А  Б  В  Г  Д  Е  Ж  З  И  Й  К  Л  М  Н  О  П  Р  С  Т  У  Ф  Х  Ц  Ч  Ш  Щ  Э  Ю  Я  

 


Быть бы Косому великим князем, если бы против него не выступили его же собственные братья… Каждый из них считал себя ничем не хуже Василия. Почему же именно Василий Косой должен занять великокняжеский стол? Пусть уж тогда лучше в Москве по-прежнему княжит Василий Васильевич. По крайней мере, никому не обидно.
«Ежели бог не восхотел, чтобы княжил отец наш, – заявили они ему, – то тебя-то мы и сами не хотим».
Так злосчастный великий князь Василий Васильевич снова вернулся в Москву. А Василий Косой, прекрасно понимая, что шутки с братьями плохи, спешно отбыл в Новгород, не забыв прихватить с собой великокняжескую казну.
Несмотря на то что Юрьевичи сами вынудили Косого покинуть Москву и пригласили туда Василия Васильевича, отношения между двоюродными братьями не наладились. Распря то затихала, то вспыхивала с новой силой. Москву неоднократно захватывали враги великого князя, а сам князь после суда, устроенного Димитрием Шемякой («Шемякин суд»), был ослеплен.

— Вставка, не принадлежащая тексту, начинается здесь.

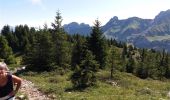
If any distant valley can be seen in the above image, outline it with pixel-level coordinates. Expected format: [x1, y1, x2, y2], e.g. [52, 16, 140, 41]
[63, 10, 170, 52]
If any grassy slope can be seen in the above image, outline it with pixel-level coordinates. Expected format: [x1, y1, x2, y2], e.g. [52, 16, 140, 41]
[19, 71, 170, 100]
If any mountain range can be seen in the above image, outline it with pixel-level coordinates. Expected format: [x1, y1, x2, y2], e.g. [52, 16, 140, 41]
[64, 9, 170, 52]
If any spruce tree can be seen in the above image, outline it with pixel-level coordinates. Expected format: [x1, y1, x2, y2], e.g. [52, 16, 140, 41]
[0, 36, 16, 64]
[23, 30, 54, 71]
[71, 45, 99, 89]
[52, 11, 70, 68]
[71, 34, 84, 70]
[88, 20, 107, 69]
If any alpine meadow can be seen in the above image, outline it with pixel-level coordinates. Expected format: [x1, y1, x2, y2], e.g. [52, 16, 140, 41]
[0, 0, 170, 100]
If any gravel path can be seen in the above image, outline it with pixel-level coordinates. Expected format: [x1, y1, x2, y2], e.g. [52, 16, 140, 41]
[18, 80, 52, 100]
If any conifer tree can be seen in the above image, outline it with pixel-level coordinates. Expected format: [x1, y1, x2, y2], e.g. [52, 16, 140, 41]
[88, 20, 107, 69]
[52, 11, 70, 67]
[71, 34, 84, 70]
[23, 29, 54, 71]
[0, 36, 16, 64]
[71, 44, 99, 89]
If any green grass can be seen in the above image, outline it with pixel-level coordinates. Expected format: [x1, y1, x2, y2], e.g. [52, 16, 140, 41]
[19, 71, 170, 100]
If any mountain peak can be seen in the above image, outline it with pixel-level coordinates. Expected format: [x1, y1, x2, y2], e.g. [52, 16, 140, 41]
[110, 16, 119, 21]
[154, 9, 170, 24]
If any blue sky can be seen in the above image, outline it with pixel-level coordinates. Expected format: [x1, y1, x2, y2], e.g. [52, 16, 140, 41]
[0, 0, 170, 28]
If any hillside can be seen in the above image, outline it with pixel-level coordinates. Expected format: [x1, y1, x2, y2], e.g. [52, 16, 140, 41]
[19, 71, 170, 100]
[64, 10, 170, 51]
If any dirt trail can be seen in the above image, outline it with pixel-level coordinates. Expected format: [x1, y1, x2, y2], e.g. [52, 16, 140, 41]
[16, 80, 52, 100]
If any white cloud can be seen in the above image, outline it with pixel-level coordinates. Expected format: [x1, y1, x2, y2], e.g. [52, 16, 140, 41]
[29, 0, 42, 5]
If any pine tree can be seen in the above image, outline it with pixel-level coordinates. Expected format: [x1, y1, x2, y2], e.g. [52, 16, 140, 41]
[1, 25, 18, 52]
[126, 55, 135, 73]
[89, 20, 107, 69]
[71, 46, 99, 89]
[52, 11, 71, 68]
[0, 36, 16, 64]
[23, 30, 54, 71]
[164, 53, 170, 78]
[71, 34, 84, 70]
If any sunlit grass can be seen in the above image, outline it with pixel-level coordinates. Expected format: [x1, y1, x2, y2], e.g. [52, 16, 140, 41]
[22, 71, 170, 100]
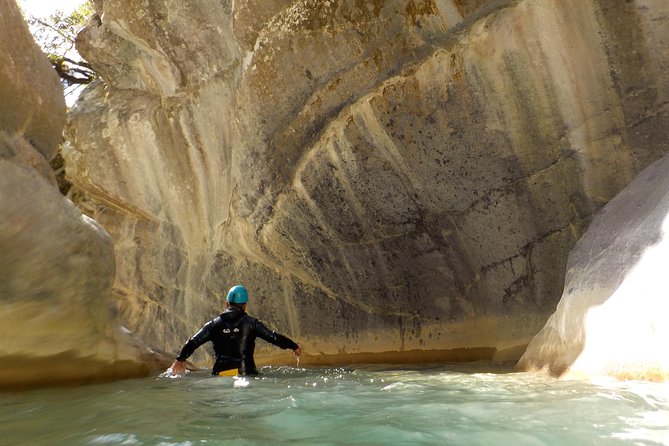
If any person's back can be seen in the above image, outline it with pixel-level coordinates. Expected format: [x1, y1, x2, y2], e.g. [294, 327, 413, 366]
[172, 285, 301, 375]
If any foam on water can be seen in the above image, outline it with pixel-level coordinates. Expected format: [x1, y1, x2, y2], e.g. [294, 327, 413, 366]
[0, 367, 669, 446]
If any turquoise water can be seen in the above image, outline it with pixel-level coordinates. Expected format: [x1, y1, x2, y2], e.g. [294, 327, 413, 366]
[0, 366, 669, 446]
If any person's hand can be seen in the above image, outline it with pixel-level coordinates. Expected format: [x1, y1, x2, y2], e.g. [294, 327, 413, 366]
[170, 360, 186, 375]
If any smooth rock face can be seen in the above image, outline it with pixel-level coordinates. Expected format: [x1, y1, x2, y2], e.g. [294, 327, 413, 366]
[65, 0, 669, 370]
[0, 0, 159, 389]
[518, 156, 669, 380]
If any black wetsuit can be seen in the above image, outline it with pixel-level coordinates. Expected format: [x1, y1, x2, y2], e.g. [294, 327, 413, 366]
[177, 306, 298, 375]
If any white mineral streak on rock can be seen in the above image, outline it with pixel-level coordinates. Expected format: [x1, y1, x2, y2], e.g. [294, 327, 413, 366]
[519, 157, 669, 380]
[62, 0, 669, 376]
[0, 0, 166, 389]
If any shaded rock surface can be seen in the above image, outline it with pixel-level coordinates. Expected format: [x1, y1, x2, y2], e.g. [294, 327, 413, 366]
[65, 0, 669, 370]
[0, 0, 162, 389]
[518, 152, 669, 381]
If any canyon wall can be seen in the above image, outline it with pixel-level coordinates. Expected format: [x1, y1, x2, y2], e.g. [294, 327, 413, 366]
[64, 0, 669, 365]
[518, 156, 669, 381]
[0, 0, 160, 390]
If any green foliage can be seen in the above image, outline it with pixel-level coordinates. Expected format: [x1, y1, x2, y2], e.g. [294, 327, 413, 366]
[27, 0, 97, 95]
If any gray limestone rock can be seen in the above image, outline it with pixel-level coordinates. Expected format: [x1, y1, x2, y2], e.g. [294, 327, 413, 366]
[65, 0, 669, 374]
[0, 0, 166, 390]
[518, 152, 669, 381]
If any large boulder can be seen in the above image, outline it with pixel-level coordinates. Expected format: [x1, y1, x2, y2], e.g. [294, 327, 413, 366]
[65, 0, 669, 368]
[0, 0, 162, 389]
[518, 152, 669, 381]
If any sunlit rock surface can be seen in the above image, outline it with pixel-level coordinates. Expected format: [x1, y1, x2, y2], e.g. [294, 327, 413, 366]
[65, 0, 669, 370]
[0, 0, 163, 389]
[518, 157, 669, 380]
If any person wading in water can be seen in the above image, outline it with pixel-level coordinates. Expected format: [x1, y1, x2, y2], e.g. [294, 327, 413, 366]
[172, 285, 302, 376]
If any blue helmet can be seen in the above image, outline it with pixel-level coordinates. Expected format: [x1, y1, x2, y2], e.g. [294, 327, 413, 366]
[226, 285, 249, 304]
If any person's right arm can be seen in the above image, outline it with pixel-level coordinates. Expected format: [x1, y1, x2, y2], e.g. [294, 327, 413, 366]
[172, 319, 216, 375]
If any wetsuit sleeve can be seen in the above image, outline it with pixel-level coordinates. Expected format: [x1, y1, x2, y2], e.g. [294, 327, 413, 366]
[176, 319, 216, 361]
[255, 320, 299, 350]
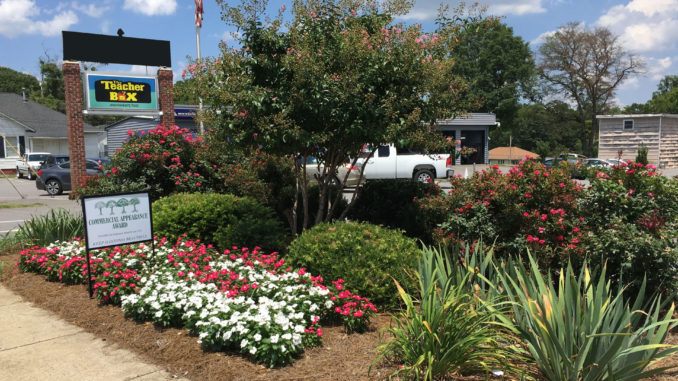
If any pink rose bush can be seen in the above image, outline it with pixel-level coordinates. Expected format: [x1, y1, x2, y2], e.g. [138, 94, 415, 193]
[18, 238, 377, 367]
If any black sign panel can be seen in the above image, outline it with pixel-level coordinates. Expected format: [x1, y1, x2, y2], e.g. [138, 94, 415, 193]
[94, 79, 151, 103]
[61, 31, 172, 67]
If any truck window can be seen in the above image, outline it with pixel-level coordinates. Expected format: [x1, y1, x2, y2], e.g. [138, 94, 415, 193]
[377, 146, 391, 157]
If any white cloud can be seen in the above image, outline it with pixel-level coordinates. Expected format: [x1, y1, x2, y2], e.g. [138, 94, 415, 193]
[129, 65, 160, 75]
[123, 0, 177, 16]
[626, 0, 678, 16]
[0, 0, 78, 37]
[71, 1, 110, 18]
[620, 19, 678, 52]
[595, 0, 678, 52]
[401, 0, 546, 21]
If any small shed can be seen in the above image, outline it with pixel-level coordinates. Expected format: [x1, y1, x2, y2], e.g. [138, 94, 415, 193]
[490, 147, 539, 165]
[596, 114, 678, 168]
[438, 113, 499, 165]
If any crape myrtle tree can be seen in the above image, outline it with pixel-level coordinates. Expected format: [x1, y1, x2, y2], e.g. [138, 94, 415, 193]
[186, 0, 480, 233]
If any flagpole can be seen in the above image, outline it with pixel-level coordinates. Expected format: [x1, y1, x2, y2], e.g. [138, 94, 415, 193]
[195, 0, 205, 135]
[195, 25, 205, 135]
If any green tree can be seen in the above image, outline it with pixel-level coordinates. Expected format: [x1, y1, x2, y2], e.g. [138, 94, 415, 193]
[94, 201, 106, 215]
[106, 200, 118, 215]
[188, 0, 480, 233]
[0, 66, 40, 95]
[443, 14, 537, 121]
[116, 197, 129, 214]
[538, 23, 643, 155]
[129, 197, 140, 212]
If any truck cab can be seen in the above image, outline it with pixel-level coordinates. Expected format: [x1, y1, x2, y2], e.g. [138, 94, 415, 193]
[358, 144, 454, 182]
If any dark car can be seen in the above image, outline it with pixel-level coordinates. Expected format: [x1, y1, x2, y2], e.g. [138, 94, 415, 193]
[40, 155, 70, 169]
[35, 159, 108, 196]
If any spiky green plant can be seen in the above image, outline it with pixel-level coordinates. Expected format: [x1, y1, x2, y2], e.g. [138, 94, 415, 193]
[498, 249, 678, 381]
[12, 208, 85, 246]
[374, 243, 519, 380]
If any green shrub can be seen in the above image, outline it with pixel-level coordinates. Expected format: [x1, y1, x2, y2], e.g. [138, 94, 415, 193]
[348, 179, 441, 241]
[636, 143, 648, 165]
[153, 193, 284, 250]
[418, 160, 584, 268]
[498, 252, 678, 381]
[375, 246, 518, 380]
[275, 184, 348, 232]
[11, 208, 85, 246]
[584, 223, 678, 297]
[285, 222, 421, 309]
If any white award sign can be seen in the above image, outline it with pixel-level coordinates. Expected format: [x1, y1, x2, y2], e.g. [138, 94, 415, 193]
[82, 193, 153, 250]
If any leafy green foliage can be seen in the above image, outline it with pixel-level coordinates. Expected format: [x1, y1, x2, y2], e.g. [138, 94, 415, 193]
[153, 193, 285, 250]
[375, 246, 518, 380]
[187, 0, 480, 226]
[419, 160, 583, 266]
[285, 222, 421, 309]
[0, 66, 40, 95]
[497, 254, 678, 381]
[348, 179, 441, 241]
[11, 208, 85, 246]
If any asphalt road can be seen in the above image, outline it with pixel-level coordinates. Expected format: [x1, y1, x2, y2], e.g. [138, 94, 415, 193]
[0, 165, 678, 234]
[0, 178, 82, 234]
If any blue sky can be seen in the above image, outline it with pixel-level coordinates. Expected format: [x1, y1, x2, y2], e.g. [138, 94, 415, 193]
[0, 0, 678, 106]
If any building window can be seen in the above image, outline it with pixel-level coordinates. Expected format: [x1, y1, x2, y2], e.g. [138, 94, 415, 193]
[623, 119, 633, 131]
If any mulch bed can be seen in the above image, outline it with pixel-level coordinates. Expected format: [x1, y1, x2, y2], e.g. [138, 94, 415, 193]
[0, 246, 678, 381]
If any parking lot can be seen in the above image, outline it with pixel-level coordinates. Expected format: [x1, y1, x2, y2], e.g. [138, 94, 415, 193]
[0, 178, 82, 234]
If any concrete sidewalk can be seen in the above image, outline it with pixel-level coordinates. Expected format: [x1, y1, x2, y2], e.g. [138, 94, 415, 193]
[0, 286, 187, 381]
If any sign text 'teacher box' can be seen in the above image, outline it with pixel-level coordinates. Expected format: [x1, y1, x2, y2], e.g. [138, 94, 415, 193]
[84, 73, 158, 114]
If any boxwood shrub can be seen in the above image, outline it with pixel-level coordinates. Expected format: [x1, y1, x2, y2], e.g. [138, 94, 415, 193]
[348, 179, 442, 241]
[153, 193, 285, 250]
[285, 222, 421, 309]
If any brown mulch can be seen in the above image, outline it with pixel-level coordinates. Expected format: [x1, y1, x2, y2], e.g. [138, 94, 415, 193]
[0, 246, 678, 381]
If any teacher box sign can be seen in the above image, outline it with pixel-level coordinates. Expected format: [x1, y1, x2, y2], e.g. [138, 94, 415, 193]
[82, 193, 153, 250]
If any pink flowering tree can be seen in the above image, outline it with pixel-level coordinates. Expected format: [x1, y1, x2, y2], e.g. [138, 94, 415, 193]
[184, 0, 484, 235]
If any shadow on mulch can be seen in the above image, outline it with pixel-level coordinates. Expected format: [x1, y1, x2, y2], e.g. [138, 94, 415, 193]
[0, 246, 678, 381]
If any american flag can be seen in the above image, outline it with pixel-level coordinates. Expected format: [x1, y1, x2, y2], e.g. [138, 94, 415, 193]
[195, 0, 203, 28]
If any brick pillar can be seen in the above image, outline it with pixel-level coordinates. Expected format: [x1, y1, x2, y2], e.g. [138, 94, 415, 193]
[62, 61, 87, 194]
[158, 68, 174, 127]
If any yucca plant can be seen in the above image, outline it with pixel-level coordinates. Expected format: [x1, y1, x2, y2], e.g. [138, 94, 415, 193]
[374, 248, 519, 380]
[498, 249, 678, 381]
[12, 208, 85, 246]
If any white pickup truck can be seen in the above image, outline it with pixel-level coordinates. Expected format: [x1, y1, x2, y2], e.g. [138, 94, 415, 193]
[357, 145, 454, 182]
[16, 152, 49, 180]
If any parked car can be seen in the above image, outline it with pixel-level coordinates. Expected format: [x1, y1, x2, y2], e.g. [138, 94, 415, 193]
[40, 155, 70, 169]
[306, 156, 360, 186]
[356, 145, 454, 182]
[35, 159, 108, 196]
[582, 157, 615, 168]
[16, 152, 49, 180]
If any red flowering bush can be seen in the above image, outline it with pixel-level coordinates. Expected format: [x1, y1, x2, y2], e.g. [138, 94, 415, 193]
[419, 160, 584, 262]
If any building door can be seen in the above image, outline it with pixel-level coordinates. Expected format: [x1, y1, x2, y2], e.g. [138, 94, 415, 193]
[461, 131, 485, 164]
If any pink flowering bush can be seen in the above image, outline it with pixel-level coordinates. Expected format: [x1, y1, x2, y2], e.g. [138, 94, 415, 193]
[419, 160, 585, 263]
[18, 238, 377, 367]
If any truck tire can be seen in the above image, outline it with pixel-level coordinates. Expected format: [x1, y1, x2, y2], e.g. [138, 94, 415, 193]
[412, 169, 435, 183]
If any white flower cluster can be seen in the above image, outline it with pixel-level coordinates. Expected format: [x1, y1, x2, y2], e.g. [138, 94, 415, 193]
[122, 240, 334, 366]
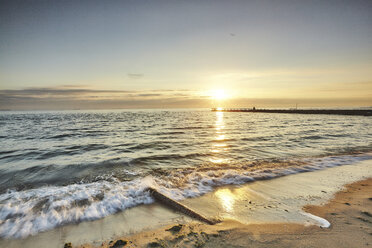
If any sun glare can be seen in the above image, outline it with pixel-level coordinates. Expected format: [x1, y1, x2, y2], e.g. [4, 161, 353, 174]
[211, 89, 228, 100]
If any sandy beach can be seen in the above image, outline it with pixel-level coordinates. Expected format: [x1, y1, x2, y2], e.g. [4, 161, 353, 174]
[0, 160, 372, 248]
[67, 161, 372, 247]
[75, 178, 372, 247]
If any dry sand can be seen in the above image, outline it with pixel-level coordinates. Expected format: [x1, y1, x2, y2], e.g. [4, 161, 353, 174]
[76, 178, 372, 248]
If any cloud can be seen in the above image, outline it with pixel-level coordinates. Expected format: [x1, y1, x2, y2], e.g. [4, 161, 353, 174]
[0, 85, 201, 110]
[127, 73, 144, 79]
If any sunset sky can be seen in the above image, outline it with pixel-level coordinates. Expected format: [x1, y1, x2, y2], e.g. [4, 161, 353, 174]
[0, 0, 372, 109]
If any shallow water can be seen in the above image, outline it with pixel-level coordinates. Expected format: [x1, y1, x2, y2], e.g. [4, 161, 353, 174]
[0, 110, 372, 238]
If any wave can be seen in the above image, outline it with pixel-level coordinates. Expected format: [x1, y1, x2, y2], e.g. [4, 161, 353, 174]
[0, 154, 372, 238]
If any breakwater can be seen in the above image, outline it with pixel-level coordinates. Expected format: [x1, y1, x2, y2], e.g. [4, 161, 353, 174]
[212, 108, 372, 116]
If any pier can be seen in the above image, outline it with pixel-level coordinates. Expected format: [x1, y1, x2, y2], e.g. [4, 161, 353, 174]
[212, 108, 372, 116]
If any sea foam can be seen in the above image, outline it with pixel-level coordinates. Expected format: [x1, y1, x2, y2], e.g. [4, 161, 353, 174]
[0, 154, 371, 238]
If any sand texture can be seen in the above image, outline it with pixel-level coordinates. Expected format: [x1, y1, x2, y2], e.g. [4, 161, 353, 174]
[80, 179, 372, 248]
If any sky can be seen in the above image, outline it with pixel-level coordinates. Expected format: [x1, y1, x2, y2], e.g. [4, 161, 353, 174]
[0, 0, 372, 110]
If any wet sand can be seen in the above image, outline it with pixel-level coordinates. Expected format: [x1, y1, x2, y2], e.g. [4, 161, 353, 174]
[0, 160, 372, 248]
[81, 178, 372, 248]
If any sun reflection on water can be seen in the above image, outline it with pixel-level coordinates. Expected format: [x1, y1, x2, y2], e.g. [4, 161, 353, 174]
[209, 112, 227, 164]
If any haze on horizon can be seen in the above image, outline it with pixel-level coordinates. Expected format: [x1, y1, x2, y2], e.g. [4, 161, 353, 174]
[0, 0, 372, 110]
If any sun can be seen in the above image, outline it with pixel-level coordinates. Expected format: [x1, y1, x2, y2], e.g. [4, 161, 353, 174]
[211, 89, 228, 100]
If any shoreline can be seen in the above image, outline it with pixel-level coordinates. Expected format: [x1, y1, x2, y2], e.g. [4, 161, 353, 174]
[77, 178, 372, 248]
[0, 159, 372, 248]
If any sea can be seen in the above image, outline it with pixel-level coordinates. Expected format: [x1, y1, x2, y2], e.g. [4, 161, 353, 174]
[0, 109, 372, 238]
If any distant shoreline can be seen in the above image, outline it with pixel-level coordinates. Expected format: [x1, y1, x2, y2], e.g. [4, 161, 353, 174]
[211, 108, 372, 116]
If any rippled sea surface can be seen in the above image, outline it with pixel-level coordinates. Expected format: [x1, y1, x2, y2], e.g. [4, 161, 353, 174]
[0, 110, 372, 238]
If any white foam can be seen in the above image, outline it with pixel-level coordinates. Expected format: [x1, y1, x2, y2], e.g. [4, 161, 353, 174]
[0, 155, 371, 238]
[301, 212, 331, 228]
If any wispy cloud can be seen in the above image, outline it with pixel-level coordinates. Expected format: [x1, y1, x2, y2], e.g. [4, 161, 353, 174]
[0, 85, 203, 109]
[127, 73, 144, 79]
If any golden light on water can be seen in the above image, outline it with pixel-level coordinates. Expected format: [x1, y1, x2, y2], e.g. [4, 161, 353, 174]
[209, 112, 227, 164]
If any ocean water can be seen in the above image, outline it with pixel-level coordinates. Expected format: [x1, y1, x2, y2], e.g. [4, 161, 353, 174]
[0, 110, 372, 238]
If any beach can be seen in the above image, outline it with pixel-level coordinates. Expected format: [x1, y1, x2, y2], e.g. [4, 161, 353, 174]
[85, 178, 372, 248]
[0, 160, 372, 247]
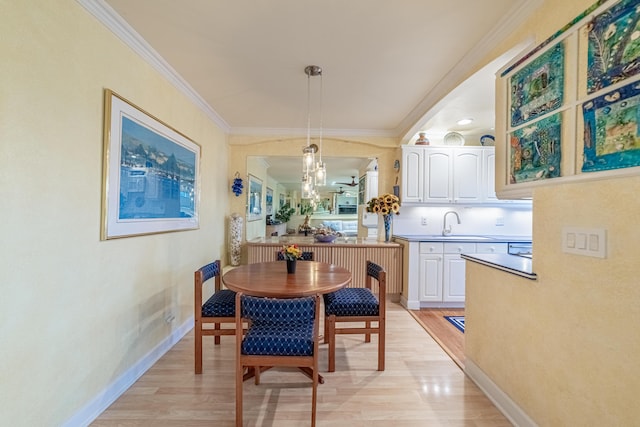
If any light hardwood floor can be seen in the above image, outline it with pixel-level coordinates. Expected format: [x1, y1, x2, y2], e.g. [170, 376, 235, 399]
[92, 303, 511, 427]
[409, 308, 464, 369]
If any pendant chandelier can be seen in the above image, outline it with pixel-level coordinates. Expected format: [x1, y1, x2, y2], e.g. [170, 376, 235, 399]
[301, 65, 327, 199]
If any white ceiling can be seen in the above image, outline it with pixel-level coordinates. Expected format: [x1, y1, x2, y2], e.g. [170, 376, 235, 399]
[96, 0, 540, 142]
[86, 0, 540, 189]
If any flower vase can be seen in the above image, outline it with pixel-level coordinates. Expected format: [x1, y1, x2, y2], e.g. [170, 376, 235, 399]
[287, 259, 296, 274]
[382, 214, 391, 242]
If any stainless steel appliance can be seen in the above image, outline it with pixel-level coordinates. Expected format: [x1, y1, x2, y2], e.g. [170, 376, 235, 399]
[338, 205, 358, 215]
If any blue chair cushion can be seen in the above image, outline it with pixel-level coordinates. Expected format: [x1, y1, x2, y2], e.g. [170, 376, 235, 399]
[242, 321, 313, 356]
[241, 295, 316, 356]
[202, 289, 236, 317]
[324, 288, 380, 317]
[242, 295, 316, 324]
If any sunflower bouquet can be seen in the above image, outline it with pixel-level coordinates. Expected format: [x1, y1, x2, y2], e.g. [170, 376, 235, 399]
[367, 193, 400, 215]
[280, 245, 302, 261]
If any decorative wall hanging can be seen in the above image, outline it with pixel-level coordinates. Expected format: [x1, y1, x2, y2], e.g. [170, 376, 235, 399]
[229, 212, 244, 266]
[510, 114, 562, 184]
[101, 89, 200, 240]
[586, 0, 640, 93]
[231, 172, 244, 197]
[510, 43, 564, 127]
[582, 82, 640, 172]
[265, 187, 273, 215]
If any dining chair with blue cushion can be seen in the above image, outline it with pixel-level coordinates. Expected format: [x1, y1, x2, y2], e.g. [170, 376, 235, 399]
[276, 251, 313, 261]
[324, 261, 387, 372]
[194, 260, 236, 374]
[236, 292, 320, 427]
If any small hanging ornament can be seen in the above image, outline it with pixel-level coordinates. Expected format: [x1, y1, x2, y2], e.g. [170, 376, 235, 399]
[231, 172, 244, 197]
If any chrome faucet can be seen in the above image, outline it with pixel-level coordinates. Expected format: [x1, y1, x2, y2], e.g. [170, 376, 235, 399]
[442, 211, 460, 236]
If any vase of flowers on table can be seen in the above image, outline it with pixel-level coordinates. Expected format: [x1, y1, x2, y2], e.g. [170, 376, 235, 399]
[367, 193, 400, 242]
[280, 244, 302, 274]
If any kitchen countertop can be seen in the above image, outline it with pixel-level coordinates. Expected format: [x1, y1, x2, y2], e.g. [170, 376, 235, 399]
[461, 254, 538, 280]
[393, 234, 531, 243]
[247, 235, 400, 248]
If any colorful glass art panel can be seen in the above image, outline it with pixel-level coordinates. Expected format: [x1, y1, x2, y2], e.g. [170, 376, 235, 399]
[587, 0, 640, 93]
[510, 113, 562, 184]
[582, 82, 640, 172]
[510, 43, 564, 127]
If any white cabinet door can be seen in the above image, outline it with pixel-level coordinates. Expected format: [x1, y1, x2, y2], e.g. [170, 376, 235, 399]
[442, 254, 466, 302]
[442, 242, 476, 302]
[423, 148, 453, 203]
[401, 146, 424, 203]
[482, 147, 498, 202]
[419, 254, 442, 302]
[453, 148, 484, 203]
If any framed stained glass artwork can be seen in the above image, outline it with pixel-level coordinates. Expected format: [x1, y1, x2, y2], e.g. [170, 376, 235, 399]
[586, 0, 640, 93]
[509, 113, 562, 184]
[582, 81, 640, 172]
[510, 43, 564, 127]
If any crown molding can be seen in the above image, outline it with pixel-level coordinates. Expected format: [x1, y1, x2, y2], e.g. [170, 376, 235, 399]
[76, 0, 231, 133]
[395, 0, 544, 144]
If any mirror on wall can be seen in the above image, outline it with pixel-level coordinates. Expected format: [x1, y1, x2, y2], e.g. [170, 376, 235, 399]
[247, 156, 372, 215]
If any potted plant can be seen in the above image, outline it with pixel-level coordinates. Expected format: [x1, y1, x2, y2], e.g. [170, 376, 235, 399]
[276, 203, 296, 224]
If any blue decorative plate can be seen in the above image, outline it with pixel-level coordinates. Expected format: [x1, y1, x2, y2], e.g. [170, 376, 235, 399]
[313, 234, 338, 243]
[480, 135, 496, 147]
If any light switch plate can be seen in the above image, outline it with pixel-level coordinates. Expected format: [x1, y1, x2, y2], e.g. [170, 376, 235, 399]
[562, 227, 607, 258]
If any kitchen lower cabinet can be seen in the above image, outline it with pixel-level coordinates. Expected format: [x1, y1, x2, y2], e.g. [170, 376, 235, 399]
[395, 237, 524, 310]
[442, 254, 466, 303]
[418, 243, 444, 302]
[418, 242, 476, 307]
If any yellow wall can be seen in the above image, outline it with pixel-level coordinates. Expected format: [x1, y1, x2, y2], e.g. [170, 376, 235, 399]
[0, 0, 229, 426]
[465, 0, 640, 426]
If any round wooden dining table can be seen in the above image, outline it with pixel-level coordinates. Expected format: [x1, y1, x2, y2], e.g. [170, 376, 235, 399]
[222, 261, 351, 298]
[222, 261, 351, 384]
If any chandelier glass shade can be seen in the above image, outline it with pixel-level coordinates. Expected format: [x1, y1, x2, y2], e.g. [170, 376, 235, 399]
[301, 65, 327, 199]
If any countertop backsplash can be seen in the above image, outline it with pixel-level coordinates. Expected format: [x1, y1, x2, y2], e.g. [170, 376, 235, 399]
[392, 204, 532, 236]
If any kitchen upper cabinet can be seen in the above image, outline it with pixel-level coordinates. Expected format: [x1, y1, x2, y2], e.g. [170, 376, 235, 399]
[358, 171, 378, 205]
[450, 148, 482, 203]
[401, 146, 424, 203]
[422, 148, 454, 203]
[402, 146, 488, 204]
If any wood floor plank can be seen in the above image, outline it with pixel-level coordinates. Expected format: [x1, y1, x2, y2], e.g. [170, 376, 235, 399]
[92, 303, 511, 427]
[409, 308, 464, 369]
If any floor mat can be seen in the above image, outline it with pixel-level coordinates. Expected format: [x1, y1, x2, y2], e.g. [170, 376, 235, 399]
[444, 316, 464, 333]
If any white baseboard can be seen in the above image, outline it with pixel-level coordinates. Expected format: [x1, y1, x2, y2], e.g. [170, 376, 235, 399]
[400, 295, 420, 310]
[62, 316, 194, 427]
[464, 357, 537, 427]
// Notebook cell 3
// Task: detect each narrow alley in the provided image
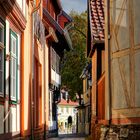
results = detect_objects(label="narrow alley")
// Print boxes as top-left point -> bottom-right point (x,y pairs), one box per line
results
48,134 -> 85,140
0,0 -> 140,140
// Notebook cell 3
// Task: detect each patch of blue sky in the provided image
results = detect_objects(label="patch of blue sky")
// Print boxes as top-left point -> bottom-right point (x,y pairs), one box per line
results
61,0 -> 87,14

Междоусобица прекратилась лишь со смертью Шемяки, который умер от яда в Новгороде в 1453 году. Кто отравил его, неизвестно. Но есть основания предполагать, что тут не обошлось без Василия Васильевича Темного, заклятого врага мятежного князя. Во всяком случае, гонец с вполне подходящей к случившемуся фамилией Беда, который привез эту весть в Москву, был щедро одарен великим московским князем и пожалован им в дьяки.
Так закончилась жестокая многолетняя распря между русскими князьями, которая началась с подмененного Вельяминовым золотого пояса Димитрия Донского.
Что же представлял собой знаменитый пояс, который вошел в историю Древней Руси?
Как он выглядел?
К сожалению, летописец не нашел нужным упомянуть об этом ни словом, видимо полагаясь на фантазию потомков. Что ж, возможно, он был прав. Во всяком случае, Василий Петрович, изучавший в свое время ювелирное искусство Древней Руси, охотно вызвался удовлетворить мое любопытство и восполнить пробел в летописи.
От него я узнал, что в те давние времена княжеские и боярские пояса были двух видов: обычные, мало чем отличавшиеся по форме от нынешних, и воинские, ратные. Ратные пояса, в свою очередь, делились на трехконцовые (два – для застегивания пояса, а третий – для меча или сабли) и четырехконцовые, к которым можно было также, помимо меча, пристегнуть футляр для лука – «налушно» – и колчан со стрелами.
Чтобы не привлекать к себе внимания врагов, русские князья перед битвой обычно переодевались в одежду простого воина. Так, например, сделал тот же Димитрий Донской перед сражением с войсками Мамая. Тем не менее золотые пояса делались по образцу ратных, чаще всего четырехконцовыми. По мнению Василия Петровича, именно таким и был золотой пояс Димитрия Донского.
Два конца, предназначенные для оружия, мастер оправил, видимо, золотыми узорчатыми наугольниками, украшенными филигранью и самоцветами. Два других имели полуовальные золотые бляхи, которые при застегивании пояса составляли овал. На этом овале перегородчатой трехцветной эмалью сделано изображение одного из самых популярных тогда на Руси святых – Димитрия Солунского, погибшего во времена римского императора Диоклетиана. Димитрий Солунский считался покровителем Руси. В своем рассказе о взятии князем Олегом Царьграда летописец Нестор указывал, что византийцы приписывали победу Олега заступничеству за славян этого святого.
Димитрий был воином и правителем Солуни (Солунь – древний город на берегу Эгейского моря, где, кстати говоря, по преданию родились Кирилл и Мефодий, которым Русь обязана грамотой), поэтому на поясе он изображен в воинском облачении – с копьем и мечом. По краю овала вычеканена и частично выгравирована сцена торжественного въезда во Владимир великого князя Всеволода Юрьевича с иконой, писанной на гробовой доске этого святого.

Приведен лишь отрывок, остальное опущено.